Probabilistic modeling over permutations using quantum computers

TL;DR

This paper introduces a quantum algorithm that leverages the quantum Fourier transform over the symmetric group to efficiently encode complex probabilistic models over permutations, enabling advanced machine learning applications.

Contribution

It presents a novel quantum algorithm that encodes intractable permutation-based probabilistic models into quantum states using non-Abelian Fourier transforms.

Findings

Quantum Fourier transform over the symmetric group enables efficient encoding of permutation models.

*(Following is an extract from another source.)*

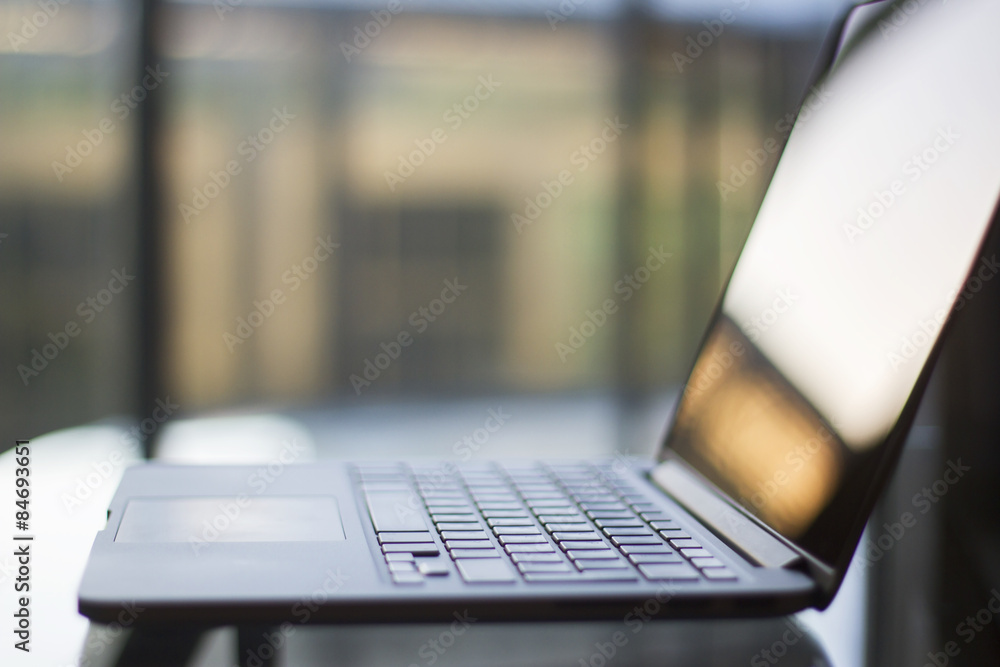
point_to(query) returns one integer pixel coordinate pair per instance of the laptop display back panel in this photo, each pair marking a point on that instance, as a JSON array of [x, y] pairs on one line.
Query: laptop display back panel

The approach can represent classically intractable probabilistic models.

Discussion of scalability and practical limitations of the quantum method.

Abstract

Quantum computers provide a super-exponential speedup for performing a Fourier transform over the symmetric group, an ability for which practical use cases have remained elusive so far. In this work, we leverage this ability to unlock spectral methods for machine learning over permutation-structured data, which appear in applications such as multi-object tracking and recommendation systems. It has been shown previously that a powerful way of building probabilistic models over permutations is to use the framework of non-Abelian harmonic analysis, as the model's group Fourier spectrum captures the interaction complexity: "low frequencies" correspond to low order correlations, and "high frequencies" to more complex ones. This can be used to construct a Markov chain model driven by alternating steps of diffusion (a group-equivariant convolution) and conditioning (a Bayesian update). However, this approach is computationally challenging and hence limited to simple approximations. Here we construct a quantum algorithm that encodes the exact probabilistic model -- a classically intractable object -- into the amplitudes of a quantum state by making use of the Quantum Fourier Transform (QFT) over the symmetric group. We discuss the scaling, limitations, and practical use of such an approach, which we envision to be a first step towards useful applications of non-Abelian QFTs.